Winning Harvard Business School’s Top Prize in Social Enterprise

Photo of Amrita Saigal, representing Saathi while sitting with an Indian mother and her young daughter, writing on a sheet of paper.

Saathi on the ground in India

Harvard MBA candidate Amrita Saigal (Class of 2014) and her co-founder, Oracle engineer Kristin Kagetsu, swept Harvard Business School’s top entrepreneurship contest yesterday (April 29), nabbing the grand prize and the Audience Choice award in the New Venture Competition’s social entrepreneurship category.

Their idea? Saathi – a social enterprise startup that provides low-cost sanitary napkins and jobs to women in rural India. The two, who both hold mechanical engineering degrees from MIT, wowed both the judges and the jam-packed audience at the Harvard event, drawing top marks – enough to push them ahead of a farm-to-market tomato paste producer in Nigeria, a school tuition program in Colombia, and an education consulting service. The two will use their $50,000 prize to move to India and open up shop.

Poets&Quants caught up with Saigal at HBS shortly after Saathi’s big win. She explains everything from the inspiration behind the idea to the HBS classes and professors that played a pivotal role in creating the business.

What event or experience gave you the idea for Saathi?

I landed an internship my junior year as an undergraduate engineering student at MIT with Proctor & Gamble in the feminine hygiene division. I was 21 years old and did not realize that feminine hygiene meant Always and Tampax – I thought it meant Head & Shoulders and Pantene.

I showed up on the first day and was honestly shocked at what I found. I was a designer, and designing equipment that summer, I was confronted with the fact that women in rural India didn’t have access to pads. Girls were not going to school because of pads. So that was the inspiration. And I knew I could get people passionate about this idea I really cared about.

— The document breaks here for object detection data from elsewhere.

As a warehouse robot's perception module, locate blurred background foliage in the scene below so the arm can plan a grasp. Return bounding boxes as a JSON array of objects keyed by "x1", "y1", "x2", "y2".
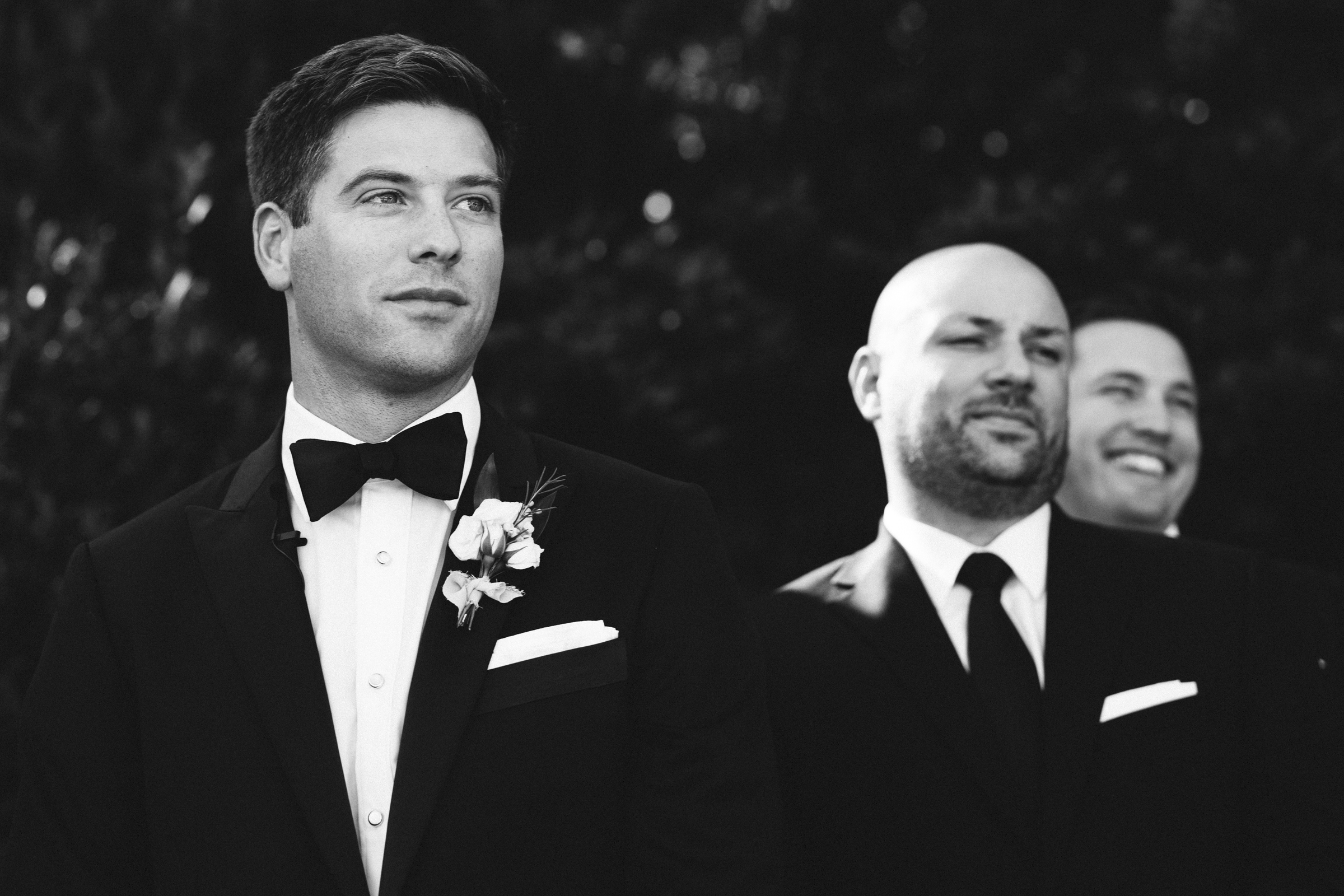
[{"x1": 0, "y1": 0, "x2": 1344, "y2": 843}]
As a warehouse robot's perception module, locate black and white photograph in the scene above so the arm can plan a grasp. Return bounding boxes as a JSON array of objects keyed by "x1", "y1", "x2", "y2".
[{"x1": 0, "y1": 0, "x2": 1344, "y2": 896}]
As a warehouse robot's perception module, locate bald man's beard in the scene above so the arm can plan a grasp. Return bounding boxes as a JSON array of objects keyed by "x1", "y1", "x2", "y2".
[{"x1": 897, "y1": 399, "x2": 1068, "y2": 520}]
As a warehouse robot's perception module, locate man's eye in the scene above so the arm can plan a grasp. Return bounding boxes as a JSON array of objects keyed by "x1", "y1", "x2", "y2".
[
  {"x1": 1166, "y1": 398, "x2": 1196, "y2": 414},
  {"x1": 461, "y1": 196, "x2": 494, "y2": 215}
]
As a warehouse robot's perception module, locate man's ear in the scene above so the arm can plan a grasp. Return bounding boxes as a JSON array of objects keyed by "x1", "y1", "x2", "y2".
[
  {"x1": 253, "y1": 203, "x2": 295, "y2": 293},
  {"x1": 850, "y1": 345, "x2": 881, "y2": 423}
]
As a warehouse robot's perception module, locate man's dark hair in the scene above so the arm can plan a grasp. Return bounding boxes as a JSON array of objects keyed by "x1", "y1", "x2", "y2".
[
  {"x1": 248, "y1": 34, "x2": 515, "y2": 227},
  {"x1": 1067, "y1": 285, "x2": 1196, "y2": 367}
]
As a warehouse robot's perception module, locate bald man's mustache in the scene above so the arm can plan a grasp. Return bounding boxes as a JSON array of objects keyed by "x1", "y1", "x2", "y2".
[{"x1": 961, "y1": 390, "x2": 1046, "y2": 432}]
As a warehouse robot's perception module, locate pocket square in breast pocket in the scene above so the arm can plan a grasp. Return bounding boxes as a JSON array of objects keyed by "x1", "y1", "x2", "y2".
[
  {"x1": 1101, "y1": 678, "x2": 1199, "y2": 721},
  {"x1": 476, "y1": 638, "x2": 626, "y2": 713}
]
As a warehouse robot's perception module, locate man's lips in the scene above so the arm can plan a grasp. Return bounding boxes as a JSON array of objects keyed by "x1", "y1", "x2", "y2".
[
  {"x1": 967, "y1": 407, "x2": 1039, "y2": 430},
  {"x1": 387, "y1": 286, "x2": 466, "y2": 305},
  {"x1": 1102, "y1": 447, "x2": 1176, "y2": 478}
]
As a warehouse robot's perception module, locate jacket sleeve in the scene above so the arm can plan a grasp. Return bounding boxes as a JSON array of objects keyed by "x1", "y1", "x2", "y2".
[
  {"x1": 0, "y1": 544, "x2": 152, "y2": 896},
  {"x1": 626, "y1": 486, "x2": 778, "y2": 895}
]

So I came back to MIT my senior year and convinced my senior design team that we should create a small-scale manufacturing process to make pads out of some type of locally available fiber. We looked at a number of fibers and partnered with a chemical engineering team at MIT who told us that the bark of a banana tree is the most absorbent fiber in the world and it’s readily available.

The interesting thing about banana trees, which I didn’t know, is that from the time you plant the tree to the time you get the bananas takes 9 to 12 months. But they only produce the bananas once, and then you have to cut down the main shoot every year. The farmers cut it up into little pieces and use some of it as fertilizer, but they just stack the majority of it in piles and piles, waiting for it to decompose.

How do you produce the final product for Saathi? Are consumers okay with tree trunk? 

We process the bark into fibers so it comes out as stringy pieces, which are dried and pulverized, and that provides filling for the pads. So it’s a nice fluffy material that we’ve all tried and the consumers are fine with it.

What resources at Harvard Business School specifically did you find helpful?

The idea came up way back in 2009, so we started this prior to HBS. I moved to India in early 2012 to get it up and running and ended up coming to HBS. Here, the Rock Center, the Social Enterprise Initiative, and the i-lab have been great resources, particularly the i-lab’s meet-and-greet events. The legal counseling, the early feedback sessions where you can submit your business idea, and the judging process really helped us through the competition. We’ve come a long way since we applied in March with an executive summary. The process has forced us to make sure we can hash out every detail in Saathi. The judges pushed us to think beyond our initial scope and it’s been absolutely invaluable.